Normally, `GridSearchCV` will do $K$-fold validation and automatically split the data into training and test in each fold.  But, in this case, we want it to perform only one fold with a specific train-test split.  To do this, we need to do the following:
* Create a vector `test_fold` where `test_fold[i] = -1` for the samples `i` in the training data (this indicates that they should not be used as test data in any fold) and `test_fold[i] = 0` for the samples `i` in the test data (this indicates that they should be as test data in fold 0).
* Call the method  `ps = sklearn.model_selection.PredefinedSplit(test_fold)` to create a predefined test split object.

In [None]:
# TODO:  Create a pre-defined test split object
# import sklearn.model_selection
# test_fold = ...
# ps = sklearn.model_selection.PredefinedSplit(test_fold)
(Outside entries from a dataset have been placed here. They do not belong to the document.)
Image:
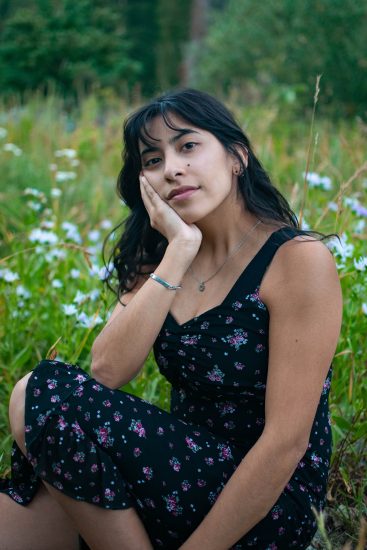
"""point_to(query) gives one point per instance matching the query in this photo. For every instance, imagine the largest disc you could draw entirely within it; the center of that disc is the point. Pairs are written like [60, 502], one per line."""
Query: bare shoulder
[301, 267]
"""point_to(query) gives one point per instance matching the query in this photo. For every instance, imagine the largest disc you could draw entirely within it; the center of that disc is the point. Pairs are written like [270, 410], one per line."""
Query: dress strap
[263, 258]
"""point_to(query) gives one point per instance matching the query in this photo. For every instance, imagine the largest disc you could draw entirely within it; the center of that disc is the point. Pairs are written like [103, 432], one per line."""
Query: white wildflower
[360, 264]
[94, 235]
[89, 321]
[315, 180]
[68, 153]
[11, 148]
[80, 297]
[72, 232]
[42, 236]
[22, 292]
[105, 224]
[56, 192]
[65, 176]
[69, 309]
[333, 206]
[8, 275]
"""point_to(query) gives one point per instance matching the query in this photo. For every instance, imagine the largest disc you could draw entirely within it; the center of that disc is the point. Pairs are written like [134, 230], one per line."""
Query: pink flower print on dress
[276, 512]
[255, 298]
[80, 378]
[190, 340]
[137, 427]
[192, 445]
[109, 495]
[79, 457]
[175, 463]
[237, 339]
[137, 452]
[61, 423]
[77, 429]
[185, 485]
[148, 472]
[172, 504]
[215, 375]
[51, 384]
[103, 436]
[225, 452]
[316, 460]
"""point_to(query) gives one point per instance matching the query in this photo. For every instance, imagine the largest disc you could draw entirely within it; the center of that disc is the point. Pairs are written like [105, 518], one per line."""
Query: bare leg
[41, 525]
[102, 529]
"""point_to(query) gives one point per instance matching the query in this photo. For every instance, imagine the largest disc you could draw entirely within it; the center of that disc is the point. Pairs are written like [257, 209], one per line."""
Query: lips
[180, 191]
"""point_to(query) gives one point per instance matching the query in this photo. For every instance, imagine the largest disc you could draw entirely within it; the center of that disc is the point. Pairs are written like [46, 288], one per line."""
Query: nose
[173, 167]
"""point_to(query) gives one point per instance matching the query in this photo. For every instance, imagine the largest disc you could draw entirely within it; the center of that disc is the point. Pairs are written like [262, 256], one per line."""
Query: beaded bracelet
[163, 282]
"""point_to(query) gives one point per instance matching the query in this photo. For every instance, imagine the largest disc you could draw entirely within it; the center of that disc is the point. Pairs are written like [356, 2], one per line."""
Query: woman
[243, 310]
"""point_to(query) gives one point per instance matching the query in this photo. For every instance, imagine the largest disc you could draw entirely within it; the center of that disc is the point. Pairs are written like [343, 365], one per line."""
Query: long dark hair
[139, 243]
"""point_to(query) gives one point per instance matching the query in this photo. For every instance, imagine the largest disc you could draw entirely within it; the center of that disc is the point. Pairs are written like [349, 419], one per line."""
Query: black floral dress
[115, 450]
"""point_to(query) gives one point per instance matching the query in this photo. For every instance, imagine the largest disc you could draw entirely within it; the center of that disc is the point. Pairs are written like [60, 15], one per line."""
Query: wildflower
[75, 273]
[42, 236]
[89, 321]
[332, 206]
[69, 309]
[94, 235]
[72, 232]
[11, 148]
[64, 176]
[36, 206]
[8, 275]
[360, 264]
[69, 153]
[315, 180]
[105, 224]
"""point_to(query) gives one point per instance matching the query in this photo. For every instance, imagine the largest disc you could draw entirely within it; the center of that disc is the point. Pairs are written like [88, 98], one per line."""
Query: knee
[16, 407]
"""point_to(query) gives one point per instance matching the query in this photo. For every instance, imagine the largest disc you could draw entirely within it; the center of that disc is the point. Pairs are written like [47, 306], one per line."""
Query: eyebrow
[175, 138]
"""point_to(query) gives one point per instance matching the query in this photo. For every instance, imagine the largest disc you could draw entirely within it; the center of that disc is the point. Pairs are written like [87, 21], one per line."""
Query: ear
[243, 153]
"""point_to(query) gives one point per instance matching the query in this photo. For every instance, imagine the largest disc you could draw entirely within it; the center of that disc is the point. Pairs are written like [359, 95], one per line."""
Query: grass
[52, 291]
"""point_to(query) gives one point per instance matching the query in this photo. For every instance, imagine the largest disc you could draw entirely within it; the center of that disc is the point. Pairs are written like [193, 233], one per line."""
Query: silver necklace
[201, 285]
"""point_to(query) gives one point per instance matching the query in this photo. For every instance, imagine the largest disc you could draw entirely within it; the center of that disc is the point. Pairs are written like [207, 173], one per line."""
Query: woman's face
[189, 168]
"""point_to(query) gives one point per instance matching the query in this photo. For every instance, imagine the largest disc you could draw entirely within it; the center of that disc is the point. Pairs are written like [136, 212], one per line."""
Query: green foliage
[72, 46]
[69, 162]
[283, 45]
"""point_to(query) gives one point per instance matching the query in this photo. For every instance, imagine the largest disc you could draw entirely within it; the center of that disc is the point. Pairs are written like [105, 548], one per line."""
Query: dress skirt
[115, 450]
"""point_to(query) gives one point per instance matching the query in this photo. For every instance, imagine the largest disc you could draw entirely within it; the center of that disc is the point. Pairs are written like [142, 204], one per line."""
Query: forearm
[120, 350]
[247, 497]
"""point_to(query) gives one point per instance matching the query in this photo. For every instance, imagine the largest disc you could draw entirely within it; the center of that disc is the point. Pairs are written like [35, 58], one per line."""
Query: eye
[151, 162]
[189, 145]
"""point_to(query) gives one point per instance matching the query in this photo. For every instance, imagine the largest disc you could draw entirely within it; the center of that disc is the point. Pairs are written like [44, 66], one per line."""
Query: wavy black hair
[139, 243]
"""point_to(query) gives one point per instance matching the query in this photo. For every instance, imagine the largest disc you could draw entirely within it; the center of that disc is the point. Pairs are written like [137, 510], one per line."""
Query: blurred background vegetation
[263, 50]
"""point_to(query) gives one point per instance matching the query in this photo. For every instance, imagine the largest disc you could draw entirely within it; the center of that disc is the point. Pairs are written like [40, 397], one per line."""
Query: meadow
[58, 204]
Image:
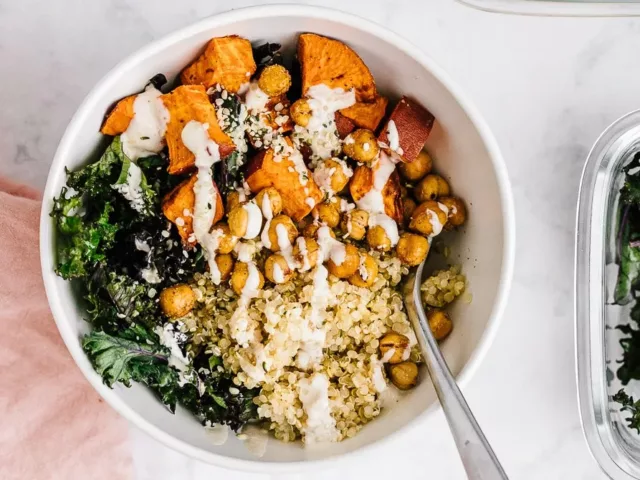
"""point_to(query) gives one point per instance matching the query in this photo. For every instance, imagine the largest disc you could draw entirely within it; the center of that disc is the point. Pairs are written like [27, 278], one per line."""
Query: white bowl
[463, 148]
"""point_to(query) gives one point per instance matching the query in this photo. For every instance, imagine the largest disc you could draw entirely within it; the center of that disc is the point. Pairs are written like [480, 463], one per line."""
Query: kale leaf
[629, 256]
[628, 404]
[94, 180]
[136, 355]
[268, 54]
[85, 242]
[142, 201]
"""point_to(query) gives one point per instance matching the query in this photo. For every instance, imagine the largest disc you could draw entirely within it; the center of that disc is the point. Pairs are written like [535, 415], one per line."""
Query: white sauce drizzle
[388, 224]
[217, 433]
[314, 395]
[304, 253]
[177, 359]
[286, 249]
[254, 221]
[278, 274]
[255, 439]
[256, 100]
[330, 248]
[145, 134]
[195, 137]
[132, 189]
[377, 377]
[321, 134]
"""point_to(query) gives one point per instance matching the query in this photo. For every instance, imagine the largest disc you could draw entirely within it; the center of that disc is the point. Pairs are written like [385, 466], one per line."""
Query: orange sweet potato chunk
[413, 123]
[118, 119]
[263, 171]
[328, 61]
[367, 115]
[183, 198]
[225, 60]
[362, 182]
[186, 103]
[344, 126]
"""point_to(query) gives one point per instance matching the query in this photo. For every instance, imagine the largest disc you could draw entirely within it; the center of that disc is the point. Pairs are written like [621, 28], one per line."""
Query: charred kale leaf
[628, 404]
[229, 174]
[125, 256]
[628, 257]
[136, 355]
[268, 54]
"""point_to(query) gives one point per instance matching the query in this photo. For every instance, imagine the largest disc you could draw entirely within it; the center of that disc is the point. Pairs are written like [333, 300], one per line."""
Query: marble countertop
[547, 87]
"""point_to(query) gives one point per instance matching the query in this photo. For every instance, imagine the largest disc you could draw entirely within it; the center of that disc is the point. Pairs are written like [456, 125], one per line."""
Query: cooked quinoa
[356, 319]
[443, 287]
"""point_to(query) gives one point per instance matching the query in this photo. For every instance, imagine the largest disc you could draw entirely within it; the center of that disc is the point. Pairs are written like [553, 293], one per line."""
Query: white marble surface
[547, 88]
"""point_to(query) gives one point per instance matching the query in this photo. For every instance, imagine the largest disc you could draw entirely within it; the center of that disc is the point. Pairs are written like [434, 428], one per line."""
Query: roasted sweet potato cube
[180, 203]
[362, 182]
[344, 126]
[186, 103]
[298, 199]
[328, 61]
[225, 60]
[413, 123]
[118, 119]
[367, 115]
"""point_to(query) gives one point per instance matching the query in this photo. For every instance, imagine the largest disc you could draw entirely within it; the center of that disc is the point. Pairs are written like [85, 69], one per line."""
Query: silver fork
[477, 456]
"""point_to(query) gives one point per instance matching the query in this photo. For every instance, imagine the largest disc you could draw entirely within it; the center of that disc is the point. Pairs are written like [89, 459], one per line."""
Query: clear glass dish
[585, 8]
[612, 443]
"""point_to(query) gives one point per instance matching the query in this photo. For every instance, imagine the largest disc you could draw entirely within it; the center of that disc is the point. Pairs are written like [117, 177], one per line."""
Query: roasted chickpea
[430, 188]
[404, 375]
[456, 214]
[226, 241]
[414, 171]
[412, 249]
[394, 347]
[367, 272]
[273, 204]
[276, 269]
[225, 266]
[240, 276]
[440, 323]
[233, 200]
[377, 239]
[326, 213]
[281, 223]
[177, 301]
[274, 80]
[300, 112]
[428, 218]
[305, 252]
[332, 174]
[350, 264]
[354, 223]
[361, 145]
[245, 221]
[408, 206]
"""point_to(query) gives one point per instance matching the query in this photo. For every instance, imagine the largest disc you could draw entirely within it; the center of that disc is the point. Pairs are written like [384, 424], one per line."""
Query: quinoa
[355, 320]
[443, 287]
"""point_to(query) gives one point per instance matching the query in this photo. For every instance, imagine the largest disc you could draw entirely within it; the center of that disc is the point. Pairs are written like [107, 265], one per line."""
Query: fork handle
[477, 456]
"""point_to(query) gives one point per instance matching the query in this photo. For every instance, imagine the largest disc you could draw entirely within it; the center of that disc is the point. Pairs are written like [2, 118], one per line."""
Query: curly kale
[124, 256]
[229, 174]
[136, 355]
[628, 404]
[628, 257]
[84, 242]
[267, 54]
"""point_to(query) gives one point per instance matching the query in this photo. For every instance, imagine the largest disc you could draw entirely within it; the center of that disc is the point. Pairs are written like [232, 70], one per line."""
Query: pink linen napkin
[53, 425]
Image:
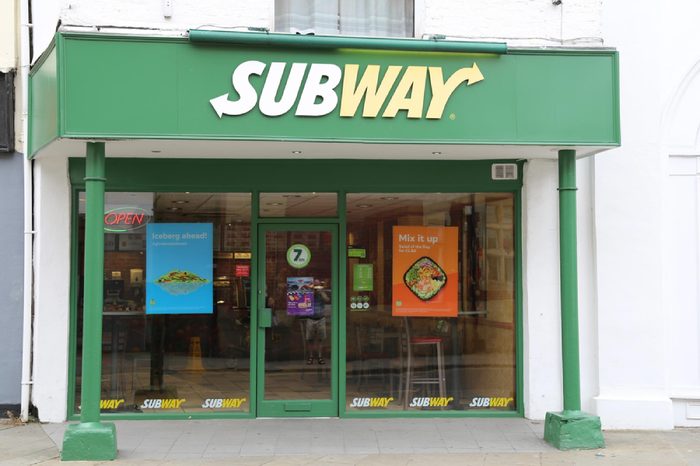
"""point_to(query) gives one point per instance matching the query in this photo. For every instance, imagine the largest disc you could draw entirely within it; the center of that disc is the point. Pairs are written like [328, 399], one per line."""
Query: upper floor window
[377, 18]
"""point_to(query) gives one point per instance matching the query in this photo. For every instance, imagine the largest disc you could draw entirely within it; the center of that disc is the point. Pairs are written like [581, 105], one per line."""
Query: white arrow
[223, 106]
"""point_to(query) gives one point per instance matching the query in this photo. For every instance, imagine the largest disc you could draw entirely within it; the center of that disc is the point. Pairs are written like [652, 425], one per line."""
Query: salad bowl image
[425, 278]
[180, 282]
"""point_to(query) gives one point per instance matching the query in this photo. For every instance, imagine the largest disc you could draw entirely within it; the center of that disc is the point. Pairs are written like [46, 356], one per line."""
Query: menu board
[424, 271]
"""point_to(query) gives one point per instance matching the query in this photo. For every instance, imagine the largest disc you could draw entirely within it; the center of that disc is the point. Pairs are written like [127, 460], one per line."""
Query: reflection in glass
[432, 363]
[172, 362]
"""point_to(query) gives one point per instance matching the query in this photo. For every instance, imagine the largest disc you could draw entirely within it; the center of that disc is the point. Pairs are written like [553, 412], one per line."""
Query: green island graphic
[180, 282]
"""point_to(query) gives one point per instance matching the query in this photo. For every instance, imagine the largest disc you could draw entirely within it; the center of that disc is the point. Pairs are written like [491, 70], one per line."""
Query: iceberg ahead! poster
[179, 268]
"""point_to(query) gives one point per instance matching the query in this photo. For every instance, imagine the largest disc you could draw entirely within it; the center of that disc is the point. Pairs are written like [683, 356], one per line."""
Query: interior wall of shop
[11, 274]
[518, 22]
[647, 254]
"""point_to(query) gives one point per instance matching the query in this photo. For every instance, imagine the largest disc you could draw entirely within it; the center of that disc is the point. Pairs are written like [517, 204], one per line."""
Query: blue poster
[179, 268]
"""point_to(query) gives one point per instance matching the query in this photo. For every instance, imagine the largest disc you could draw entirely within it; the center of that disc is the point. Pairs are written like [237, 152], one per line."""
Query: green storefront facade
[321, 164]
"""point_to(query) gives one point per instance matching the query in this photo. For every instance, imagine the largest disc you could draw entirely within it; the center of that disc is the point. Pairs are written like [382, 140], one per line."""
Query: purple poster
[300, 296]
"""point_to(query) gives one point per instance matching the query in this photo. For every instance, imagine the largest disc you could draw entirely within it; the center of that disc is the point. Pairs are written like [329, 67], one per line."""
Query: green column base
[572, 430]
[90, 441]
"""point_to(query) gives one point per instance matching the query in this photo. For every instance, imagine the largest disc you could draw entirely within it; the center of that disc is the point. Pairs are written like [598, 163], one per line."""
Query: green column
[91, 440]
[568, 281]
[571, 428]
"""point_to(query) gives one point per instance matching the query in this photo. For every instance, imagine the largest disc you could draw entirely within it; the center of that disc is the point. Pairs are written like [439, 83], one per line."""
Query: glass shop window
[176, 313]
[376, 18]
[430, 302]
[298, 205]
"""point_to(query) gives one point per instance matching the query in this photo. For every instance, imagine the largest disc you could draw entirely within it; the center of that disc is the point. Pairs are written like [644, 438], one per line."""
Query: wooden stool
[410, 379]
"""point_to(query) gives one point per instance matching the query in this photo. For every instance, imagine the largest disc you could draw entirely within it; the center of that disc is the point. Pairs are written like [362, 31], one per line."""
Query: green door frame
[296, 408]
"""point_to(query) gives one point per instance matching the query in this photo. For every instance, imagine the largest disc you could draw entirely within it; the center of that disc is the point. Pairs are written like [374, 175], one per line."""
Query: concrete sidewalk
[351, 441]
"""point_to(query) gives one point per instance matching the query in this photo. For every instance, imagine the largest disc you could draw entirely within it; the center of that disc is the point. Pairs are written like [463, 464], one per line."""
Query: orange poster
[424, 277]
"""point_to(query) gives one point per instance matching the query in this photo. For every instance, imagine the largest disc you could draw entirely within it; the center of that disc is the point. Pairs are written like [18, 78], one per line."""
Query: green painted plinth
[90, 441]
[573, 430]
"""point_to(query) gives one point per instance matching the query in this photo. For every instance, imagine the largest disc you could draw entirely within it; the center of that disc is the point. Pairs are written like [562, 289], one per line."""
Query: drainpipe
[569, 280]
[570, 428]
[28, 220]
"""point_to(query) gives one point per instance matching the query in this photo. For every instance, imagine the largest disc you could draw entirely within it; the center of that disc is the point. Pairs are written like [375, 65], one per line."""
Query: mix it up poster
[179, 268]
[424, 271]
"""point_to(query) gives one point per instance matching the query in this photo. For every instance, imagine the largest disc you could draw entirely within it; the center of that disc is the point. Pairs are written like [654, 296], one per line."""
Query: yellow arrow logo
[442, 90]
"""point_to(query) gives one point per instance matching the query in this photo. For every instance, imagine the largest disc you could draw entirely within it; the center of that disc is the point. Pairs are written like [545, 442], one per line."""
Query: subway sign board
[170, 88]
[316, 94]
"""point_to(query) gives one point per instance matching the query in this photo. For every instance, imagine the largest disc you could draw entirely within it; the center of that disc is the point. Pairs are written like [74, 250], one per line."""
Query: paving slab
[388, 442]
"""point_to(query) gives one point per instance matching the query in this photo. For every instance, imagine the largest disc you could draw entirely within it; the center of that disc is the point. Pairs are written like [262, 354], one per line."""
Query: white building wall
[647, 223]
[519, 22]
[51, 288]
[541, 316]
[8, 36]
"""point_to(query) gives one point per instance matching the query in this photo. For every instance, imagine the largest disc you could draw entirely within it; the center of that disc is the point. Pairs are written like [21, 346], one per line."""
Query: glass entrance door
[297, 320]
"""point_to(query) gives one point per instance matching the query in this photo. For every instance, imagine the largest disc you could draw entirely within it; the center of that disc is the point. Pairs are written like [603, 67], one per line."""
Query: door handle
[265, 317]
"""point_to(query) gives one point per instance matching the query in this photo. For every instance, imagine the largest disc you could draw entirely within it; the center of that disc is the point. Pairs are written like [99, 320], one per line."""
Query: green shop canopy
[281, 88]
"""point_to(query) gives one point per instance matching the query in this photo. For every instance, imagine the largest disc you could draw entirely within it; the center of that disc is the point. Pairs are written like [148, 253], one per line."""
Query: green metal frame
[256, 176]
[319, 408]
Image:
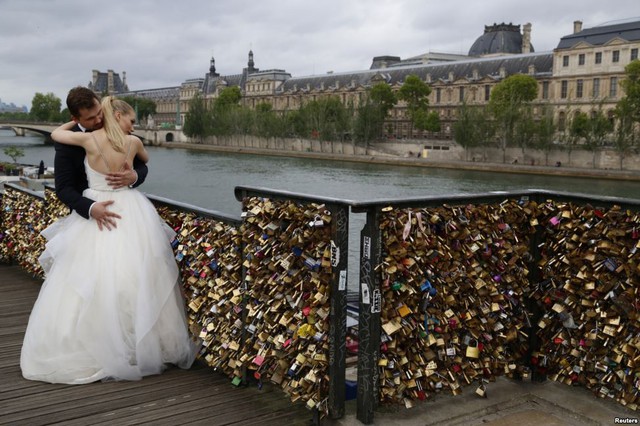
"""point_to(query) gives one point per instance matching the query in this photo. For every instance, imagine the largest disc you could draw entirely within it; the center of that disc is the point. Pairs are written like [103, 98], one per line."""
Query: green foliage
[369, 117]
[545, 130]
[325, 119]
[267, 122]
[473, 127]
[415, 93]
[515, 90]
[144, 107]
[382, 97]
[197, 120]
[368, 123]
[631, 86]
[508, 104]
[13, 152]
[45, 107]
[228, 97]
[18, 116]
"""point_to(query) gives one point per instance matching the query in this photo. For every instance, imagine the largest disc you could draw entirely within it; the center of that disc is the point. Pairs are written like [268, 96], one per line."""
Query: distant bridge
[148, 136]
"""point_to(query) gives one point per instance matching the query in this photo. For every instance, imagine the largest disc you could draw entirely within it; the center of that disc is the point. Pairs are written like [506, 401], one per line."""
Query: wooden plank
[195, 396]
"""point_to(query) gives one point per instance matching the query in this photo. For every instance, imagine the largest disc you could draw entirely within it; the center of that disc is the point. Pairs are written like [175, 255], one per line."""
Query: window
[615, 56]
[596, 87]
[613, 87]
[579, 88]
[598, 57]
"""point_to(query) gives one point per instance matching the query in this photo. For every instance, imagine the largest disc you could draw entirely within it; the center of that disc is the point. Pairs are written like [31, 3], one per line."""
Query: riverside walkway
[177, 397]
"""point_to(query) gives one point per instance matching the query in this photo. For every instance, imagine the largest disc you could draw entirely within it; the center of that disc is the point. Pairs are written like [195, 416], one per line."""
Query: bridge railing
[265, 292]
[453, 291]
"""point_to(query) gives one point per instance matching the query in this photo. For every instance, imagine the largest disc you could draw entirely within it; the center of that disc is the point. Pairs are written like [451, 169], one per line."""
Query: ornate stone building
[582, 73]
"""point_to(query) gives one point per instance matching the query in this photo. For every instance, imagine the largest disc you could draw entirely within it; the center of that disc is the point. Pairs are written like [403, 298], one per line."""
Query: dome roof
[498, 39]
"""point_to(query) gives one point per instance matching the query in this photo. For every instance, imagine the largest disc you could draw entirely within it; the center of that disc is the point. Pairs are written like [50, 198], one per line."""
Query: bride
[110, 307]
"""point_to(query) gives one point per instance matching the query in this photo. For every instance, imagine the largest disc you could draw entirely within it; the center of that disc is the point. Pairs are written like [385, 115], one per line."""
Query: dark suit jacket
[71, 178]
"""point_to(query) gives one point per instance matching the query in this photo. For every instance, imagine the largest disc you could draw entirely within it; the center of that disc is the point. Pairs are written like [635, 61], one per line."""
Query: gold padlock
[472, 350]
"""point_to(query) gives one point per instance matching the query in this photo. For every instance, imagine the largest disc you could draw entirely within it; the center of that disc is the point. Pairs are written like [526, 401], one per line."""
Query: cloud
[51, 46]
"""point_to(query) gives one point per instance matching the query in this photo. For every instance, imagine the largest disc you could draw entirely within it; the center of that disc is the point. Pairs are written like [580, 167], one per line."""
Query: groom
[70, 176]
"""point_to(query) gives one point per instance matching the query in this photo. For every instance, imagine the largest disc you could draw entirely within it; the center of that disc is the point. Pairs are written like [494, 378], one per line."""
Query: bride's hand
[102, 216]
[126, 177]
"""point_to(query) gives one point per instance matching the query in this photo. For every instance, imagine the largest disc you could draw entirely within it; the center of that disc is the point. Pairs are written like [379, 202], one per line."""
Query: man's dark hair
[80, 98]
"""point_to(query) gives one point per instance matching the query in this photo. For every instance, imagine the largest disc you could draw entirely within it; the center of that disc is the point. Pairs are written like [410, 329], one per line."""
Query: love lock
[481, 391]
[472, 350]
[316, 222]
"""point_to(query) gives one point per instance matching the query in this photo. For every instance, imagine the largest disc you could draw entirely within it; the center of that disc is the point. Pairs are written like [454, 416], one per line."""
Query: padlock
[472, 350]
[451, 350]
[316, 222]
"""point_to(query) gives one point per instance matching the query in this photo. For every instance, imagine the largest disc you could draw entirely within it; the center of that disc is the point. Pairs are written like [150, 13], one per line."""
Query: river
[207, 179]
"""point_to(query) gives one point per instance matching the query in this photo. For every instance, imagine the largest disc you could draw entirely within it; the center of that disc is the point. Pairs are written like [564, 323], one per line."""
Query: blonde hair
[115, 135]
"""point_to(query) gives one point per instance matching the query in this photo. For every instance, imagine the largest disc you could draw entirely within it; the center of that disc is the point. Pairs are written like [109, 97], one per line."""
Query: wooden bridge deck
[176, 397]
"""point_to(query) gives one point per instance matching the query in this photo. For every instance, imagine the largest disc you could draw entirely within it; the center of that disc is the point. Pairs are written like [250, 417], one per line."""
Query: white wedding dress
[110, 307]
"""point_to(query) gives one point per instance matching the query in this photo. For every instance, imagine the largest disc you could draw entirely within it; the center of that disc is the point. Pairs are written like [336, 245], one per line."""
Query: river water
[207, 179]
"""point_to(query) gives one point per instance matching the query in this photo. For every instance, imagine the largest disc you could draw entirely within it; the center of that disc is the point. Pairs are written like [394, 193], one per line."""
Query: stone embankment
[377, 157]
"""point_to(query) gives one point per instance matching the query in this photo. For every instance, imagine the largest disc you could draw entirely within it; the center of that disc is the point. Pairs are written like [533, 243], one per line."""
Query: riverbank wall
[441, 154]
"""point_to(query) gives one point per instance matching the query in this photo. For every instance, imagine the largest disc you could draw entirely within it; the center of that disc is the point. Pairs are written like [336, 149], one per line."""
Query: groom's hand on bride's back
[104, 217]
[126, 177]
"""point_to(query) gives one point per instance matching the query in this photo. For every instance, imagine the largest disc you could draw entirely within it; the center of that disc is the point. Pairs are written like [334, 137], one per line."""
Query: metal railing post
[370, 299]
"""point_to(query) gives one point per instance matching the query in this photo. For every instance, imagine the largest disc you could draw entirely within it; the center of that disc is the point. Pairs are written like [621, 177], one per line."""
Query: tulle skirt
[110, 307]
Next, read about the `GridSearchCV` method to set up a classifier that includes searching over the parameter grid.  
* For the `param_grid` parameter, you will want to create a dictionary to search over `C` and `gamma`.  You will also need to select the `kernel` parameter.
* Set `cv = ps` to use the fixed train-test split.
* Set `verbose=10` to monitor the progress

In [None]:
# TODO:  Create a GridSearchCV classifier
# clf = ...

Fit the classifier using the `fit` method.  The fit method will now search over all the parameters. This will take about 30 minutes.

In [None]:
# TODO: Fit the classifier

Print the `best_score_` and `best_params_` attributes of the classifier to find the best score and parameters

In [None]:
# TODO:  Print the best parameter and score of the classifier


Finally, you can print the test and train score from the `cv_results_['mean_test_score']` and `cv_results_['mean_train_score']`.

In [None]:
# TODO:  Print the mean test score for each parameter value.